Categorical Treatments

Use this guide when treatment is categorical, such as control, placebo, and treated.

NoteWhen To Use This Guide

Start here if the treatment is a label rather than a numeric dose. Each distinct observed treatment level is treated as a valid intervention level at prediction time.

Categorical treatments are usually easier to work with than continuous treatments because there is a finite number of treatment levels to predict for. Therefore, some estimators that handle hardest use cases (e.g. continuous treatments) are also able to handle categorical treatments.

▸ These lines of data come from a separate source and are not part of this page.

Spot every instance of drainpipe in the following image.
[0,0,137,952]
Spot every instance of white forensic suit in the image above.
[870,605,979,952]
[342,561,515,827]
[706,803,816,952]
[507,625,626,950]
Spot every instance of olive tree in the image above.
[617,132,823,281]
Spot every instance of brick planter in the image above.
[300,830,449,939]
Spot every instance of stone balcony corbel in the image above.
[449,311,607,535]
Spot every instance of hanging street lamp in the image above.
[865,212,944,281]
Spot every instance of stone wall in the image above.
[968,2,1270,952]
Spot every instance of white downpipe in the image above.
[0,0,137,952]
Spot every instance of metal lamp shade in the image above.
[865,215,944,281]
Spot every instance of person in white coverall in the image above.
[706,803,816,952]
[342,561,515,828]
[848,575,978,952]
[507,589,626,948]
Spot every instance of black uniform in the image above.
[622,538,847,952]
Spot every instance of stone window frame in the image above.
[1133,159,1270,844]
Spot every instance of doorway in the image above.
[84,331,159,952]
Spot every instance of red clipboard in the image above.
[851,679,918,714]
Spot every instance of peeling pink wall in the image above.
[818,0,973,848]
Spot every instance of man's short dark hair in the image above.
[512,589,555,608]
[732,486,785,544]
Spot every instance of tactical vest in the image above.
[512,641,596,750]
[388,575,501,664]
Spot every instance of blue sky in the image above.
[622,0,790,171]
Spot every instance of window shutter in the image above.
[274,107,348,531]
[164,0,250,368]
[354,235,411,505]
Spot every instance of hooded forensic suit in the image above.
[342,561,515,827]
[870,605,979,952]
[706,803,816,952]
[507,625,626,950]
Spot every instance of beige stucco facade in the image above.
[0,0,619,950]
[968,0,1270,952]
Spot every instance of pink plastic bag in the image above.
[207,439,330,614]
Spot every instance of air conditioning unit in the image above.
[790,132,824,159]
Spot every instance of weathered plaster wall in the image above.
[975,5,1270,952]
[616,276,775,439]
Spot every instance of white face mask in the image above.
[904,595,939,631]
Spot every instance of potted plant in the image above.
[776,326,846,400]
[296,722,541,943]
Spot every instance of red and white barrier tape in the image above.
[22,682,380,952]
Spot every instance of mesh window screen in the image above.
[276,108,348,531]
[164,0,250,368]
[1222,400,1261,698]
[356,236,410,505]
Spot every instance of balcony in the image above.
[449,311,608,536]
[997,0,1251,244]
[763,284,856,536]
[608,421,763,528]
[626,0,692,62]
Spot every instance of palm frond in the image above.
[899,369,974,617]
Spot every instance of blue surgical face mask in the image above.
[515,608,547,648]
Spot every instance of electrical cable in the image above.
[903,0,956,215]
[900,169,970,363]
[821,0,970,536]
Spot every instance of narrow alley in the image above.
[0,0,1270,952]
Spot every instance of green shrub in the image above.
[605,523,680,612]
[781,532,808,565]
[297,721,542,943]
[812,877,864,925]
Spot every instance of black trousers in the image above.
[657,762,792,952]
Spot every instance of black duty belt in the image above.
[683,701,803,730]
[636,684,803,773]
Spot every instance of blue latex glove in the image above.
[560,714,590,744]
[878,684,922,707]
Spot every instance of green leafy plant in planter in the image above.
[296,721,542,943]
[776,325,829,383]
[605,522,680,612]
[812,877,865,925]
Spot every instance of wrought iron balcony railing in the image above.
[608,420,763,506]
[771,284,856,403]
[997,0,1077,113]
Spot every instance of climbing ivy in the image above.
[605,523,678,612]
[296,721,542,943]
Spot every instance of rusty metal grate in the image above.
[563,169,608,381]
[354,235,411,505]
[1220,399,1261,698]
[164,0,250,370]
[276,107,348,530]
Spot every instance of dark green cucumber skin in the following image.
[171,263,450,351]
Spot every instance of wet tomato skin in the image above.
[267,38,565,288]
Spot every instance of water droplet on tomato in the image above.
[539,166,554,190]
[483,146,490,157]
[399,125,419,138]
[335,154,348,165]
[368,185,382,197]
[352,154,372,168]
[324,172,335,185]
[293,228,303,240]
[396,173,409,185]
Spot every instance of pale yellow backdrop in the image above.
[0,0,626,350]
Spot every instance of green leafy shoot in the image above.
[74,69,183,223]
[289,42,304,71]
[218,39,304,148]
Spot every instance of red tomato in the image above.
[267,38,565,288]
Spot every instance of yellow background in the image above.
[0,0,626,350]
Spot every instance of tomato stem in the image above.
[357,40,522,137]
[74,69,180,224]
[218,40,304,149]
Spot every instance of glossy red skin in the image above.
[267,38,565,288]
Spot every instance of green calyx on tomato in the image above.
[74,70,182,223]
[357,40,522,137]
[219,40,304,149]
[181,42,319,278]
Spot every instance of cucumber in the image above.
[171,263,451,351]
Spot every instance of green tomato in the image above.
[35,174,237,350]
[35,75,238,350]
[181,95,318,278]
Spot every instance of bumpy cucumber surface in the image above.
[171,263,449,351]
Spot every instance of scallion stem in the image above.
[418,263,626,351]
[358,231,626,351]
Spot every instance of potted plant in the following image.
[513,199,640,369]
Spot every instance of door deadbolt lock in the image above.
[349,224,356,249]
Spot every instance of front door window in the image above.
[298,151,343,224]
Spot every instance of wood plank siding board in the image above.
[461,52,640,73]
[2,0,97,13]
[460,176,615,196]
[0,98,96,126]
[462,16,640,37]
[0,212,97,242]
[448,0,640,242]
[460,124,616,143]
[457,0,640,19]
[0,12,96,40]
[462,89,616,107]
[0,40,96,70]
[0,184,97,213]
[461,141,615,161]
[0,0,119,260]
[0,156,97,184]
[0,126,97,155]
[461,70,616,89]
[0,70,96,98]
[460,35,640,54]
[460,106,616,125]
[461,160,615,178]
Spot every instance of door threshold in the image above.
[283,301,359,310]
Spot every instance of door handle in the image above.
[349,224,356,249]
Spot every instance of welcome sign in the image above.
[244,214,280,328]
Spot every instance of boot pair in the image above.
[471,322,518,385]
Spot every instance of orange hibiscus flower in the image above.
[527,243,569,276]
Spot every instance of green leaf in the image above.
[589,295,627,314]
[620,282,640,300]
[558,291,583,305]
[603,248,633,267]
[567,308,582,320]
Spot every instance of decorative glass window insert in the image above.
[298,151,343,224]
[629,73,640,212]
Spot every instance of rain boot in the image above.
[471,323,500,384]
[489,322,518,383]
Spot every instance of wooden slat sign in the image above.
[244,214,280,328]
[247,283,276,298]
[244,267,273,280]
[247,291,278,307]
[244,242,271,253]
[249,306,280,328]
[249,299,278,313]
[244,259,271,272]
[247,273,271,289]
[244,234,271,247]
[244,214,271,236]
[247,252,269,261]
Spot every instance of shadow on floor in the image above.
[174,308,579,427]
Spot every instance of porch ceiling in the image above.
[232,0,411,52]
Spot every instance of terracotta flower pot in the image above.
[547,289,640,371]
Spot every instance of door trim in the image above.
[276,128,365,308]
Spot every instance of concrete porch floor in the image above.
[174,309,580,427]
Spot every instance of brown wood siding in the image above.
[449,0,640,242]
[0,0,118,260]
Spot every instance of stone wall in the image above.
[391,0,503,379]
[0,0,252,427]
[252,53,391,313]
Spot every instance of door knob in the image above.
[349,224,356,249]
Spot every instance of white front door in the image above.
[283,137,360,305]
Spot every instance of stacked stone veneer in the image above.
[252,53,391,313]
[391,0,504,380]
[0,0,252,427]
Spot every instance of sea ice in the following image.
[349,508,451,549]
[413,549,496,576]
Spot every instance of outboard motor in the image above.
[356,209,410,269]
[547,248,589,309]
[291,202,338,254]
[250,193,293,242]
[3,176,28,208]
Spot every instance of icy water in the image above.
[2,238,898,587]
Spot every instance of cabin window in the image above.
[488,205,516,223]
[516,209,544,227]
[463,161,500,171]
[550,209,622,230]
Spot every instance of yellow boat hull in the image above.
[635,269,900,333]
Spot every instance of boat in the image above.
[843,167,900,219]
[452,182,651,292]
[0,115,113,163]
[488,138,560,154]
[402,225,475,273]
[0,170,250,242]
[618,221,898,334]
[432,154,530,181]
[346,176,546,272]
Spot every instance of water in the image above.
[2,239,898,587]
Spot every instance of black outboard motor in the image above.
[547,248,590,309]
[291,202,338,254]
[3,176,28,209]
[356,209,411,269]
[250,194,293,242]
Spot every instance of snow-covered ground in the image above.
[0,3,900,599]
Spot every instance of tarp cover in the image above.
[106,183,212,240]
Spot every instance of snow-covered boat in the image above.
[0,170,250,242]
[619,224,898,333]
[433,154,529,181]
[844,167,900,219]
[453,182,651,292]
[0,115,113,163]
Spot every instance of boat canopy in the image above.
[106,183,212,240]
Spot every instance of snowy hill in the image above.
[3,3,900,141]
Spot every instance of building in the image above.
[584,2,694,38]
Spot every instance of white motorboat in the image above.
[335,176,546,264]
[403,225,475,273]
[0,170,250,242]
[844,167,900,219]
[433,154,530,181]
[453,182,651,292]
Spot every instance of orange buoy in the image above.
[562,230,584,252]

To verify available estimators, we can use:

from skcausal.utils.lookup import all_causal_average_response_estimators

all_causal_average_response_estimators(
    as_dataframe=True,
    filter_tags={"capability:t_type": "categorical"},
    return_tags=["capability:t_type"],
)
name object capability:t_type
0 CategoricalDirectMethod <class 'skcausal.causal_estimators.categorical... [categorical]
1 CategoricalDoublyRobust <class 'skcausal.causal_estimators.categorical... [categorical]
2 CategoricalInversePropensityWeighting <class 'skcausal.causal_estimators.categorical... [categorical]
3 DirectNoCovariates <class 'skcausal.causal_estimators.ignore_cova... [continuous, categorical]
4 DirectRegressor <class 'skcausal.causal_estimators.direct_meth... [continuous, categorical]
5 DoublyRobustPseudoOutcome <class 'skcausal.causal_estimators.pseudo_outc... [continuous, categorical]
6 GPS <class 'skcausal.causal_estimators.gps.GPS'> [continuous, categorical]
7 Pipeline <class 'skcausal.causal_estimators.pipeline.Pi... [continuous, categorical]

We should always give preference doubly robust. But we will see below how to use each of these and how they compare to each other and to the truth on a synthetic dataset.

This example has three levels — "control", "placebo", and "treated" — with known true effects we can verify against.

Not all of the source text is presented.